Photo: F-M Entertainment Une scène de «Near Dark», réalisé par la cinéaste Kathryn Bigelow

Encore dans le registre horrifique fusionné, cette fois avec le western, le magnifique Near Dark (1987), de Kathryn Bigelow, toujours seule femme détentrice de l’Oscar de la meilleure réalisation, relate les pérégrinations noctambules d’un jeune cowboy après qu’il a été mordu par une belle inconnue diaphane.

Un autre genre d’inconnu se trouve au cœur du troublant Olivier, Olivier, d’Agnieszka Holland (1992), dans lequel Grégoire Colin joue un adolescent ramené dans une famille éprouvée quelques années plus tôt par sa disparition… pour peu qu’il soit réellement cet enfant prodigue. Brigitte Roüan, dans le rôle de la mère qui veut y croire, est poignante.

La maternité est centrale dans Loving Couples (1964), de Mai Zetterling, elle aussi actrice, un cas de figure récurrent pour les femmes désirant réaliser. On y découvre trois futures mères qui font le point dans une clinique de Stockholm, sur fond de Première Guerre mondiale. En filigrane : une exploration de la condition féminine en Suède.

Et Les années de plomb, de Margarethe von Trotta, Orlando, de Sally Potter, Chocolat, de Claire Denis, Red Road, d’Andrea Arnold, Golden Eighties de Chantal Akerman, sans oublier une importante présence québécoise (voir encadré)… Un véritable banquet cinéphile, d’une merveilleuse diversité.

Vraiment, il faut y aller.

Les Québécoises

Nombreuses sont les réalisatrices d’ici à figurer dans Femmes, femmes : Anne Claire Poirier (Mourir à tue-tête), Micheline Lanctôt (Deux actrices), Sophie Deraspe (Les signes vitaux), Mireille Dansereau (Le sourd dans la ville), Isabelle Hayeur (La bête de foire), Carole Laure (La capture), Léa Pool (À corps perdu), Guylaine Dionne (Les fantômes des trois Madeleine), Lawrence Côté-Collins (Écartée).
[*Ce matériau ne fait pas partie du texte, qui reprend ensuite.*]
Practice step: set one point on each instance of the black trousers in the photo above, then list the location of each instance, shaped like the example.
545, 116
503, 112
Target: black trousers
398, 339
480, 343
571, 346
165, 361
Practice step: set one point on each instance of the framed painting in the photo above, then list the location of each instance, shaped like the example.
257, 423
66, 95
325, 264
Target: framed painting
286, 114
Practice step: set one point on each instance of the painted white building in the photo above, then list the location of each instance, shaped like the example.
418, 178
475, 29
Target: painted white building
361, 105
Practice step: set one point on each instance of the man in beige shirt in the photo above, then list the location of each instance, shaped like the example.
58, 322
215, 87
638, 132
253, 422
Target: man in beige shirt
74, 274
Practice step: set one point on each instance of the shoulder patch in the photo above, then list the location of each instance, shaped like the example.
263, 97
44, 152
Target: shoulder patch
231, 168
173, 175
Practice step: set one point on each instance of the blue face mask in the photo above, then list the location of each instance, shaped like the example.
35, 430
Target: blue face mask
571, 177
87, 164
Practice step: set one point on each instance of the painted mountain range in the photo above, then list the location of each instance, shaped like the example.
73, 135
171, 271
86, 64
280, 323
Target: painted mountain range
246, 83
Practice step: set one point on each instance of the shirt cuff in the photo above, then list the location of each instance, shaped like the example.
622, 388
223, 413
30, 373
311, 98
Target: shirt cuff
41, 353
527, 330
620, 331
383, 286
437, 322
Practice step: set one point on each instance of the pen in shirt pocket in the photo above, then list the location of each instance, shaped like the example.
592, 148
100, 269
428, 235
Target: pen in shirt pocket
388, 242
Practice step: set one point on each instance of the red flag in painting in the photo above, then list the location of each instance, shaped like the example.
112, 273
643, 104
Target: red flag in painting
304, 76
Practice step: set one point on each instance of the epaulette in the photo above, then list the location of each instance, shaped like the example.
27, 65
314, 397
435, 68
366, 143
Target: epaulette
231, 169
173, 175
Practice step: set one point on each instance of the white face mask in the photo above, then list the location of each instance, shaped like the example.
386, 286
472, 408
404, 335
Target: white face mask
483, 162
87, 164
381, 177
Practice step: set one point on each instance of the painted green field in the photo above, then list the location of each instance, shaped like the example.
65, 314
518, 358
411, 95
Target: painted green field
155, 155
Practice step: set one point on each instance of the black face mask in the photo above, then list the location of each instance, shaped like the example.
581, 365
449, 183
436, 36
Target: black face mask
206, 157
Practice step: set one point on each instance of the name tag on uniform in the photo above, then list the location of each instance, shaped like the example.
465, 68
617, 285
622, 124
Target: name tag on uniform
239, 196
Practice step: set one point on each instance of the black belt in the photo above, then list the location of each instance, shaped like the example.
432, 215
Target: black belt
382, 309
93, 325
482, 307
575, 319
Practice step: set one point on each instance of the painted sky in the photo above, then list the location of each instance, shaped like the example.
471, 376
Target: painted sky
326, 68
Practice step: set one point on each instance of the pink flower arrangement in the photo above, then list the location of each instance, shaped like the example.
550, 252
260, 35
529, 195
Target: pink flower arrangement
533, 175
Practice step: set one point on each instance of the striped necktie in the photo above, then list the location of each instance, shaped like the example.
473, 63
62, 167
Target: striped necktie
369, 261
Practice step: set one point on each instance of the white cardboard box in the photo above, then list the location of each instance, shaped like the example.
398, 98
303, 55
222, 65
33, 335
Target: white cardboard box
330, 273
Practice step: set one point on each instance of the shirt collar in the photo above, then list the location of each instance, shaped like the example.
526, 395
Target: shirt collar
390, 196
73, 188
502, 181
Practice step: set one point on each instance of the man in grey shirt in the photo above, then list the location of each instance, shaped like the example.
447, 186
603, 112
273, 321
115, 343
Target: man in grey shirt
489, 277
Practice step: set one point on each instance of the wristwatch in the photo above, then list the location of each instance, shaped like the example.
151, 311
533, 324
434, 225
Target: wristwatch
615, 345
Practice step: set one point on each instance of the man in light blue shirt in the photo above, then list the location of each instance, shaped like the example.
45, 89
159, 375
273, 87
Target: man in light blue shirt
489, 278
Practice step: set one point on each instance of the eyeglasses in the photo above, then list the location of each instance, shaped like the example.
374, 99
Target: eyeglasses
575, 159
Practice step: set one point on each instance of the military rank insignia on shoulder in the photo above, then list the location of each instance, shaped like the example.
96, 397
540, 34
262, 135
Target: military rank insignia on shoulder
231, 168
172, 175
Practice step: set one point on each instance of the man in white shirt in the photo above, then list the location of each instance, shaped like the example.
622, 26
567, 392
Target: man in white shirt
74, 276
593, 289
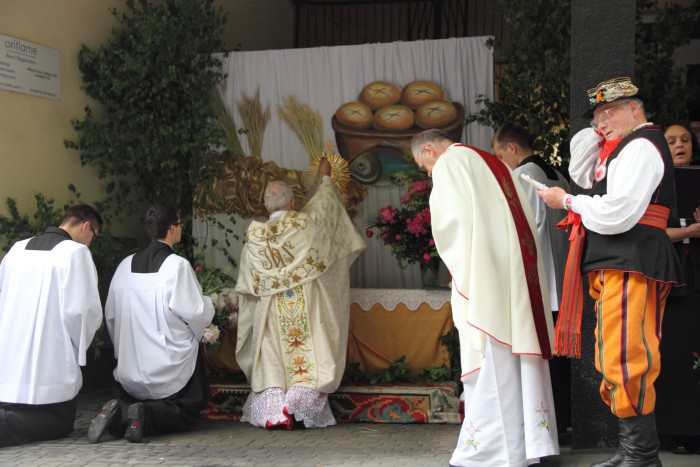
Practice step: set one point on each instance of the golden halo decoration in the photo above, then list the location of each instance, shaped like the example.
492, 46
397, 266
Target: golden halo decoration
340, 171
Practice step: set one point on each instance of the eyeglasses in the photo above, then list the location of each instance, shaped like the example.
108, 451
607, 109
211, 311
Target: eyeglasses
604, 116
92, 229
421, 167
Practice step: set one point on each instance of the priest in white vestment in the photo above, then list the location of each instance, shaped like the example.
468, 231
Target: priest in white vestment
294, 288
50, 310
512, 144
156, 315
485, 233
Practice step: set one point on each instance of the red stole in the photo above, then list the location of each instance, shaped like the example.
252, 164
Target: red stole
528, 247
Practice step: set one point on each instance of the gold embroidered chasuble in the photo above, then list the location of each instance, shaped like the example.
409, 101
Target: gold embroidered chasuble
294, 295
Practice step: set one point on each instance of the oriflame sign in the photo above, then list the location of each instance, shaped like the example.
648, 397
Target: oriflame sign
29, 68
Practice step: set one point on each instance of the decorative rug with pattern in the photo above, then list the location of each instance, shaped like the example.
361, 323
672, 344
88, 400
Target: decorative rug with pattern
378, 403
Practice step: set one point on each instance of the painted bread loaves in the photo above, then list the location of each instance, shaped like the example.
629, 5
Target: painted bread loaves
417, 93
379, 94
354, 115
435, 114
393, 117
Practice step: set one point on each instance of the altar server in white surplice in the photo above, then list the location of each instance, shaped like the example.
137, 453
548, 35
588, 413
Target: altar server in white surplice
485, 233
156, 315
294, 293
49, 312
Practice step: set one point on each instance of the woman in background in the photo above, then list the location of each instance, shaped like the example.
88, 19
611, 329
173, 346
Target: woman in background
678, 386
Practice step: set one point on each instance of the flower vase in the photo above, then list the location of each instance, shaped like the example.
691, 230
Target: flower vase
429, 272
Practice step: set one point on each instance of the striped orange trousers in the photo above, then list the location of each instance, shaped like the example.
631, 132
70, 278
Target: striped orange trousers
629, 309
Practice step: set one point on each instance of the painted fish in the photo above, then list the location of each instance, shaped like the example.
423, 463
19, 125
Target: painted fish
378, 165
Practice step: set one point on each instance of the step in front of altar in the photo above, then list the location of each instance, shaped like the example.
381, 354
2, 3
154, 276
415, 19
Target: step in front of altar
377, 403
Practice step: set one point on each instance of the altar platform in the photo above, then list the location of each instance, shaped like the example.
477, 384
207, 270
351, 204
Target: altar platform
385, 325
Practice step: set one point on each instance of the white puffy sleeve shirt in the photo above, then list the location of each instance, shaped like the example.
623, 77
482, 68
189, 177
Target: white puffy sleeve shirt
633, 176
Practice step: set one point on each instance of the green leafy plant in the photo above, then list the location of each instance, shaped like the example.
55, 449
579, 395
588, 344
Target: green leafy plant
532, 88
153, 79
399, 372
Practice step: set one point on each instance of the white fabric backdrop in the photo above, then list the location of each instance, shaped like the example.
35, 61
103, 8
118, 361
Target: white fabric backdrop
325, 78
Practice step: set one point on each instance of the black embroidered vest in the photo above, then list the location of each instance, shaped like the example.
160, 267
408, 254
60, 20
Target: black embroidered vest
643, 249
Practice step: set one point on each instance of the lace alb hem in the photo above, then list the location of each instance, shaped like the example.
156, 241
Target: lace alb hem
305, 405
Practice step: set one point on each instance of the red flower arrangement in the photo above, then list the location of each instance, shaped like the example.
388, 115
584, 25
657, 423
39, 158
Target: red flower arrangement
407, 229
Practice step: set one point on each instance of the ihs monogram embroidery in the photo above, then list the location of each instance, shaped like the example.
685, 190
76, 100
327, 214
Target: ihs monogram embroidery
471, 439
543, 413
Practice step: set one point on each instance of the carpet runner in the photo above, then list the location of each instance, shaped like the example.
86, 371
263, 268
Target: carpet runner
407, 403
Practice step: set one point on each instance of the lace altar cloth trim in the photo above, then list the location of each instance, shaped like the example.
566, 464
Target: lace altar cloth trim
390, 298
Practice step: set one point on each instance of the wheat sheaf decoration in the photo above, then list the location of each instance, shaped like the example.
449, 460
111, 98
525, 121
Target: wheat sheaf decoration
340, 171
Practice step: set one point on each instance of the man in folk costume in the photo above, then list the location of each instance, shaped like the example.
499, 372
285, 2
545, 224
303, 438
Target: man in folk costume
294, 288
485, 233
625, 164
50, 310
156, 315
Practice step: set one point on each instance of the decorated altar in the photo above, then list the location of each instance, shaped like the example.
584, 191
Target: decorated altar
385, 325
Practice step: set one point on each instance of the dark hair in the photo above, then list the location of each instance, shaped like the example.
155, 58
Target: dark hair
512, 133
693, 140
432, 135
82, 213
159, 217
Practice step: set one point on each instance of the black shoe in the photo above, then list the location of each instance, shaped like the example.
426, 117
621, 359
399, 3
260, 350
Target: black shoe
613, 461
106, 419
136, 415
680, 450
On regrettera l’absence des Manon Briand, Anne Émond…

Éléphant : mémoire du cinéma québécois sera de la fête avec les versions restaurées de Marie s’en va-t-en ville, de Marquise Lepage, et du Dernier havre, de Denyse Benoit.

Quant à Tahani Rached, elle aura droit à une minirétrospective, avec Les voleurs de job, Visite d’Agostino Neto, Pour faire changement, La Phonie furieuse, Beyrouth « À défaut d’être mort », Haïti, Bam Pay A ! – Rends-moi mon pays !, et Haïti, Nous là ! Nou la !.

À signaler aussi : le programme L’aventure Vidéo Femmes.